The action plan feeds into the Welsh Government’s Employability Plan, which includes an action to provide an individualised approach to employability support that is responsive to an individual’s needs. Engage to Change has demonstrated the importance of job coaching input and the effectiveness of this coupled with work-based training to enable young people with a learning disability and/or autism to succeed in work and sustain paid employment.

Minister for Welsh Language and Lifelong Learning, Eluned Morgan, said:

“There are not enough disabled people in work. In Wales, just 45% of working-age disabled people are currently in employment, compared to 80% of those who are not disabled. This is not acceptable. It is something I want to see change.”

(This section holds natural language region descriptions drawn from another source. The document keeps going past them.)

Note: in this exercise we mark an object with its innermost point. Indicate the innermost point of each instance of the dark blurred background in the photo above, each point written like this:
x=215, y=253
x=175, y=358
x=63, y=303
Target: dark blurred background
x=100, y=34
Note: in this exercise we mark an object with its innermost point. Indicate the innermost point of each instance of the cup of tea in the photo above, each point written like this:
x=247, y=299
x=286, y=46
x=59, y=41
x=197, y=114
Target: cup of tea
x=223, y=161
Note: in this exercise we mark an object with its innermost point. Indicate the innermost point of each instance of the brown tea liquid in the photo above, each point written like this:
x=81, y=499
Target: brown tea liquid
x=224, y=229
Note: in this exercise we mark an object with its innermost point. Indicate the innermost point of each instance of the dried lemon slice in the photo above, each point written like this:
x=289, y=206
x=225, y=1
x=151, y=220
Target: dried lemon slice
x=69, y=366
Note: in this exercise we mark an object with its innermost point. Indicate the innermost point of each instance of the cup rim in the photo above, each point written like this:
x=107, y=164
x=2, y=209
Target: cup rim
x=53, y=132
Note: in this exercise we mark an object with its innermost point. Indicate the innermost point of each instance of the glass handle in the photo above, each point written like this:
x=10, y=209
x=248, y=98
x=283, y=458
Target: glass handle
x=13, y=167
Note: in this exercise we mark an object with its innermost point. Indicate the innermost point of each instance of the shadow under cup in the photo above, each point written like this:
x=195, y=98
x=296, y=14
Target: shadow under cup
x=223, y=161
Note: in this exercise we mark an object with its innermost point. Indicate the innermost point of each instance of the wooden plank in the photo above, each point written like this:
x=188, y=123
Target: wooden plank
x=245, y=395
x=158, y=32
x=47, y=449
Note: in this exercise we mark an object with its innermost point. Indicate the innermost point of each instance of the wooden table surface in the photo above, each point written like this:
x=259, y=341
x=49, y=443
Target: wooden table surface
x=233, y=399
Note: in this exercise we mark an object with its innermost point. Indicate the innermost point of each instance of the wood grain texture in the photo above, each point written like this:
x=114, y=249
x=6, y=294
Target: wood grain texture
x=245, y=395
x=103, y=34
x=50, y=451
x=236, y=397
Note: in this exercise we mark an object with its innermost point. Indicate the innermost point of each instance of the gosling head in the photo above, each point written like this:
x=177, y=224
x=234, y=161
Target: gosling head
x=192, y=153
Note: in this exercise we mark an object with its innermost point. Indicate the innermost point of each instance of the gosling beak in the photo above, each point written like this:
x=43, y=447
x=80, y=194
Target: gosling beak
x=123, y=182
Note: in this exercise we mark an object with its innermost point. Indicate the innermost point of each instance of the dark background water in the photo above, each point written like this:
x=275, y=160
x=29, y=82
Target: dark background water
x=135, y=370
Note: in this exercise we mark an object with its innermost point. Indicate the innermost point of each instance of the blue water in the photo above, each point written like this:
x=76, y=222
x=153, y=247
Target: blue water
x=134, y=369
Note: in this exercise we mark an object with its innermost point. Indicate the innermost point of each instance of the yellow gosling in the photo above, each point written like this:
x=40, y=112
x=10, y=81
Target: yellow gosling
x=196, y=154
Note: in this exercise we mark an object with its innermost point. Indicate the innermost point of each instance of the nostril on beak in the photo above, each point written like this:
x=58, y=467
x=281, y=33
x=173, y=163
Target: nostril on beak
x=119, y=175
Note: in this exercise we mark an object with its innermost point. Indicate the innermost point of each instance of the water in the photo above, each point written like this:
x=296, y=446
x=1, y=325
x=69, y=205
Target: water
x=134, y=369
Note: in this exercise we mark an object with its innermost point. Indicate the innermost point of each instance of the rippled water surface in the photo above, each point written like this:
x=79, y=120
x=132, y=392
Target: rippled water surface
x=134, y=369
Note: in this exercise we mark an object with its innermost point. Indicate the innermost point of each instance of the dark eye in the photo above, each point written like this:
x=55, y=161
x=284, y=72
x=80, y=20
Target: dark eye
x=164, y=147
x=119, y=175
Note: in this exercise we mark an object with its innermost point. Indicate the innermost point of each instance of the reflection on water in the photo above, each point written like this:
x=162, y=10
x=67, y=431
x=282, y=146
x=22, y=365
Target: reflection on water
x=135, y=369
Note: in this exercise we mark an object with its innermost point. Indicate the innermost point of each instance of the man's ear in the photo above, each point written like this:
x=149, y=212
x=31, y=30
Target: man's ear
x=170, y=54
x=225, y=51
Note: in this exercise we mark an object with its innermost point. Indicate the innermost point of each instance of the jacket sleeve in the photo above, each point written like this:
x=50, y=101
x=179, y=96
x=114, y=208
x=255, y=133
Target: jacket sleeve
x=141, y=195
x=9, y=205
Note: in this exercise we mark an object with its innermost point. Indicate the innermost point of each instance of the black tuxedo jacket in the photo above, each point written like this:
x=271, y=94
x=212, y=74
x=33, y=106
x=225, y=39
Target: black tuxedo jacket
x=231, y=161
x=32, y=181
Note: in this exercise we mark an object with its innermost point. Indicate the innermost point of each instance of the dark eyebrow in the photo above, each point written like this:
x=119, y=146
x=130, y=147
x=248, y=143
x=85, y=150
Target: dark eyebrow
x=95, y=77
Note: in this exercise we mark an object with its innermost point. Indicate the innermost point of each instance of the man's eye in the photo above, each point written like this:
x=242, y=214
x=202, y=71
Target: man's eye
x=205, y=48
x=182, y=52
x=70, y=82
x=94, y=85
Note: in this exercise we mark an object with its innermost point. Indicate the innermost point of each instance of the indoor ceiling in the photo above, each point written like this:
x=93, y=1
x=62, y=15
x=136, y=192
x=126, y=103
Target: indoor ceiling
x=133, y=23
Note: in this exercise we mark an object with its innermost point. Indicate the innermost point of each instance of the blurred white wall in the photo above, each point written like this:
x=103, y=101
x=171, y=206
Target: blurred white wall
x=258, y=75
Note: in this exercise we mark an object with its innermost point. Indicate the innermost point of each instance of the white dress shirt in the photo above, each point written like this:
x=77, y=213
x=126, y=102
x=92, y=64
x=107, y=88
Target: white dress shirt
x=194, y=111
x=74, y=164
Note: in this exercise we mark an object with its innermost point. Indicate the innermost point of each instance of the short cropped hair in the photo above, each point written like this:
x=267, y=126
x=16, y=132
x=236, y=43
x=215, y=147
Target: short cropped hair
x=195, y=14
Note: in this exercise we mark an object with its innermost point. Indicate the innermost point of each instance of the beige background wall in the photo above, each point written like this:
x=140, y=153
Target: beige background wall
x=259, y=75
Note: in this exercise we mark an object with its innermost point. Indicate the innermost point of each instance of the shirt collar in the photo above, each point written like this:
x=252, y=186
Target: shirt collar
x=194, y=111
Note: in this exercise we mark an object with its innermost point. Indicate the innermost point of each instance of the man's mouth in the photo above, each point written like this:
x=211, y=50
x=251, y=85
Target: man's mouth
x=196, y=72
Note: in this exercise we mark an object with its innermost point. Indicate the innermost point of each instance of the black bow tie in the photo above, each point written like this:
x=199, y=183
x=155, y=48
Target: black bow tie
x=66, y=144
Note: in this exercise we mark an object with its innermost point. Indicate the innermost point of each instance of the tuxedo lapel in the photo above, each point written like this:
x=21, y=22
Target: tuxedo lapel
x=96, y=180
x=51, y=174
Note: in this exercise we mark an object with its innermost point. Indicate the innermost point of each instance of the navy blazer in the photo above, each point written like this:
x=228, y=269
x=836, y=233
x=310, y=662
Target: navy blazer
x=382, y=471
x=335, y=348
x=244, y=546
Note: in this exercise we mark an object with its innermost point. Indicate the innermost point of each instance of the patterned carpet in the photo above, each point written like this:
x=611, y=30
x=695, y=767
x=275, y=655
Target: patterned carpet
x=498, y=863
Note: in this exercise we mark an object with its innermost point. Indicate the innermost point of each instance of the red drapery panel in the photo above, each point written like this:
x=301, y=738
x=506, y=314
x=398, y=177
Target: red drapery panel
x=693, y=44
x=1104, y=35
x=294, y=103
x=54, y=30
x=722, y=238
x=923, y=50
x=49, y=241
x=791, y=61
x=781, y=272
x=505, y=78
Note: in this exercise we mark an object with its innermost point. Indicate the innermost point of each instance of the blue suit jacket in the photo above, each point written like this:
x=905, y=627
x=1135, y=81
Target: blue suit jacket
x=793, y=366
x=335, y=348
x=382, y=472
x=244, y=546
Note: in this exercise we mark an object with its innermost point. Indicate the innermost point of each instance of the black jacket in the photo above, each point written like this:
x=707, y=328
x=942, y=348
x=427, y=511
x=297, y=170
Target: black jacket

“This isn’t a purely altruistic process. Employing diverse work groups can create better solutions to business challenges, increase productivity, and encourage creativity. Having a work force that reflects a company’s customer base means they can better understand their needs and issues that affect them.”

“Apprenticeships are a proven route into sustainable employment and I am proud that we have a successful Apprenticeship Programme here in Wales. However, the makeup of the apprentice cohort is far from representative of the diverse society in which we live. Encouraging disabled people to apply for apprenticeships and making sure potential employers are aware of the support that is available is vital in changing this. This is the aim of our Inclusive Apprenticeships Action Plan.”